Workforce Planning
The annual planning exercise produces a number: forty-two hires. Where it came from is a spreadsheet that combined last year’s headcount, some managers’ wish lists, and a finance constraint, in a single week, using a snapshot of data that was already stale. Then reality happens. Two teams reorganize, attrition runs hotter in one function than anyone modeled, a critical role sits open for five months, and by Q2 the plan is a historical document that nobody consults but everyone is still nominally following.
The problem is not the forecasting — it is that the inputs go stale the moment the spreadsheet is saved. Skynet keeps them connected to the systems they came from, so the plan can be re-run against what is true today rather than what was true in October.
How it works
Assemble the real picture
Connect your HR system, ATS, and org data. The agent builds the current state: who is where, what is open, what is in flight, what your actual time-to-fill and attrition look like by function rather than in aggregate.
Model the demand
Bring in the plan the business is committed to — the roadmap, the targets, the new market. The agent translates that into the capacity and skills it implies, and shows where today’s team already covers it and where it does not.

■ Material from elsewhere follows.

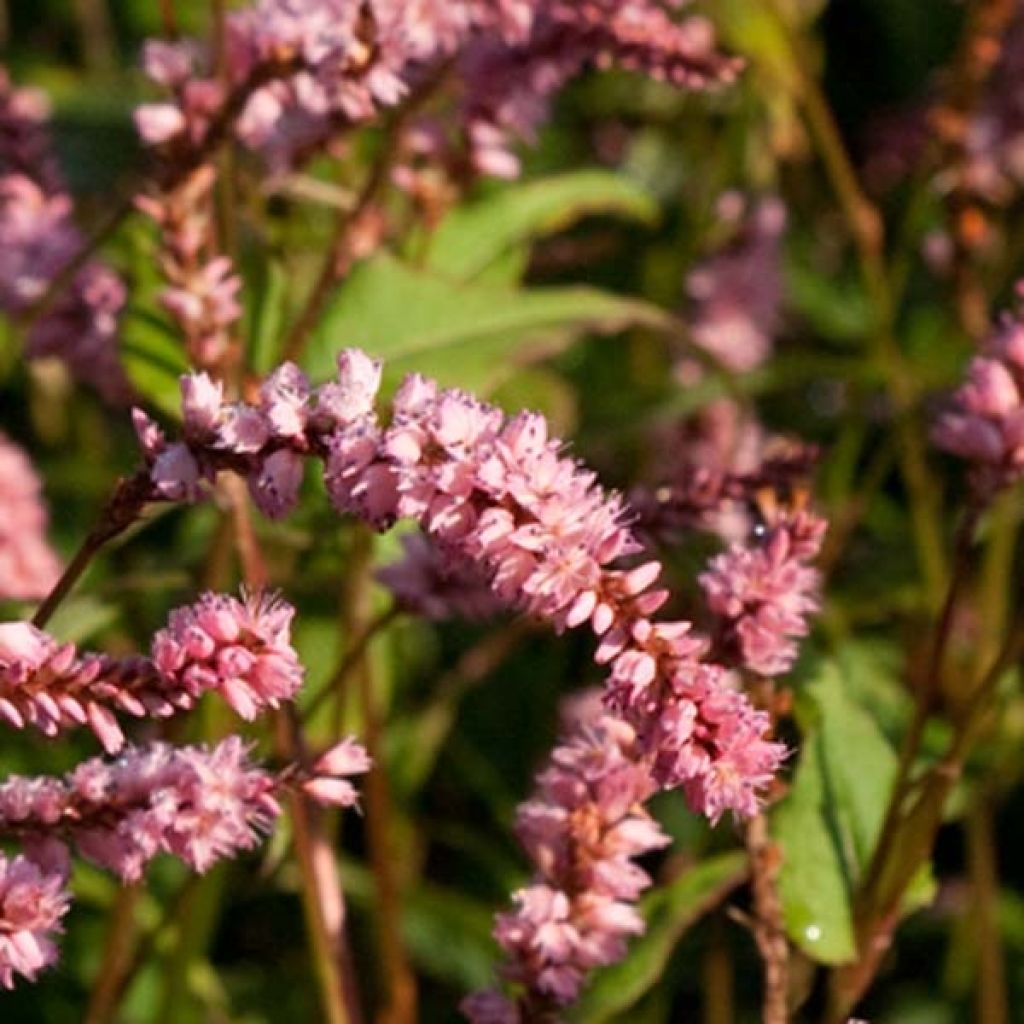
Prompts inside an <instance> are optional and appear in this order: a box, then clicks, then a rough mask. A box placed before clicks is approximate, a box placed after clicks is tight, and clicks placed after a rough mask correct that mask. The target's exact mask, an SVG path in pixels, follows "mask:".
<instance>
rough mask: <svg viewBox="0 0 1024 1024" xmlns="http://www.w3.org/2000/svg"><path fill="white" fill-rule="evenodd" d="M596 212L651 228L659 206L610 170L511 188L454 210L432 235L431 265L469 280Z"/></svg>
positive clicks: (436, 267)
mask: <svg viewBox="0 0 1024 1024" xmlns="http://www.w3.org/2000/svg"><path fill="white" fill-rule="evenodd" d="M593 214H610V215H614V216H617V217H623V218H628V219H631V220H636V221H640V222H641V223H646V224H650V223H652V222H653V221H654V220H655V219H656V217H657V207H656V205H655V204H654V202H653V201H652V200H651V198H650V196H649V195H648V194H647V193H646V191H645V190H644V189H643V188H641V187H640V186H639V185H638V184H637V183H636V182H634V181H632V180H630V179H629V178H627V177H624V176H623V175H621V174H612V173H611V172H609V171H593V170H591V171H575V172H572V173H568V174H560V175H557V176H555V177H550V178H543V179H542V180H539V181H530V182H527V183H526V184H519V185H513V186H510V187H506V188H503V189H502V190H501V191H499V193H497V194H496V195H494V196H489V197H488V198H486V199H483V200H480V201H478V202H476V203H472V204H469V205H466V206H460V207H457V208H456V209H455V210H453V211H452V213H450V214H449V215H447V216H446V217H445V218H444V220H443V221H442V222H441V224H440V226H439V227H438V228H437V230H436V231H435V232H434V233H433V236H432V237H431V240H430V247H429V249H428V250H427V266H428V267H429V268H430V269H432V270H436V271H437V272H439V273H442V274H445V275H447V276H451V278H454V279H456V280H457V281H470V280H472V279H473V278H475V276H476V275H477V274H479V273H481V272H482V271H484V270H485V269H486V268H487V267H489V266H490V265H492V264H493V263H494V262H496V261H497V260H499V259H500V258H501V257H503V256H504V255H506V254H507V253H508V252H509V250H515V249H518V248H520V247H521V246H522V244H523V243H524V242H528V241H530V240H532V239H536V238H539V237H541V236H544V234H553V233H555V232H556V231H561V230H564V229H565V228H566V227H569V226H570V225H571V224H573V223H575V222H577V221H578V220H581V219H583V218H584V217H587V216H590V215H593Z"/></svg>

Forecast with the gaps named
The agent projects the gap forward, factoring in expected attrition and how long roles in each function actually take to fill. If a role takes five months to close, a Q3 need is a Q1 req. That is the kind of thing spreadsheets quietly miss.
Test the scenarios
Ask what a flat budget does to the roadmap, or what happens if attrition in one function runs at last year’s rate. The agent runs the scenario and shows the tradeoff. It gives you the model, not the decision.
Build it from a prompt
Describe the horizon and the constraints, and re-run it whenever reality moves.
Planning stops being an annual ritual and becomes something you can re-run when the ground moves. The reqs open early enough to matter, the tradeoffs are visible before they become problems, and the conversation with finance happens over a model both sides can inspect rather than two spreadsheets that disagree.